At one point or another in our lives, we have all tried to conform to standards that aren't our own. It can be something as simple as wearing our hair long because our significant other prefers it that way or buying the latest handbag because fashion magazines tell us we must have it or it can be something more personal like repressing a key part of ourselves for the comfort of someone else. There are different levels of "giving in" and while some are relatively harmless, others can make us lose who we are.
There is nothing wrong with changing to improve ourselves or for growth - I am all for that - but we should never change something about us that WE (and lots of others) love. Let's face it, it is usually women that feel the need to change for a man. I don't like it, don't agree with it but for some reason, that is how it winds up and rarely is it ever worth making the change. Being our authentic selves is as important to our existence as any other essential in our lives. I have known people in long-term relationships where who they are and what they want out of life is lost because they are supporting their spouse's dreams or because children need constant attention or a job makes them lose their identity. It happens to people in all walks of life. So why does this happen to even those that seem to have it all together? Maybe the answer is that we need to keep things in balance. We should never stop being who we are and we should not stop pursuing our interests. Relationships and love should support who we are rather than make us lose ourselves. While I see nothing wrong with giving someone we love all the support and devotion we can, it should be reciprocated. I don't know about you, but I don't want to be a watered down version of me. I want to be the smart, quick-witted, honest, adventurous woman that I am. Being anything less than that is a disservice to myself.

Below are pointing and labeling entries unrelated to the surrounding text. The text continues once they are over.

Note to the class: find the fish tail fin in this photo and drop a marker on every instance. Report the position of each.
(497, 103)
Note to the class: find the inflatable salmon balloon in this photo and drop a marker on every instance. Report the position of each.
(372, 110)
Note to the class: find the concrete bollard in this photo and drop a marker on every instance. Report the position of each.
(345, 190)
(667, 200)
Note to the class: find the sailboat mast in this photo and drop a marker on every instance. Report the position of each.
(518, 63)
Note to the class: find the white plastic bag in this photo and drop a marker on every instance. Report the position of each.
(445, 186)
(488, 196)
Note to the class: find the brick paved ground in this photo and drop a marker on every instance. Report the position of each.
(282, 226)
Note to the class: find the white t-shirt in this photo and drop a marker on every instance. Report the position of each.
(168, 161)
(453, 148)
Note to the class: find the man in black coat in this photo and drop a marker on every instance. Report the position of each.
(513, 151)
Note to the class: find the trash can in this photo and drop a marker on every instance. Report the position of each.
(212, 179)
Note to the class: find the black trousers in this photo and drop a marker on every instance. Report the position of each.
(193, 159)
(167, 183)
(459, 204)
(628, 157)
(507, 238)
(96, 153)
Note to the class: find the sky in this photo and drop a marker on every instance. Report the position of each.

Walking on eggshells around a potential mate is not something we should have to do if they are the "one" for us. We should always be ourselves and if who we are isn't appreciated, then the person we were considering isn't the right person to be in our world and they certainly aren't worthy of receiving our heart. Loving ourselves is the most important relationship we will ever have. We should whole-heartedly embrace all of our flaws, quirks and idiosyncrasies because they make us who we are. And who we are is wonderful!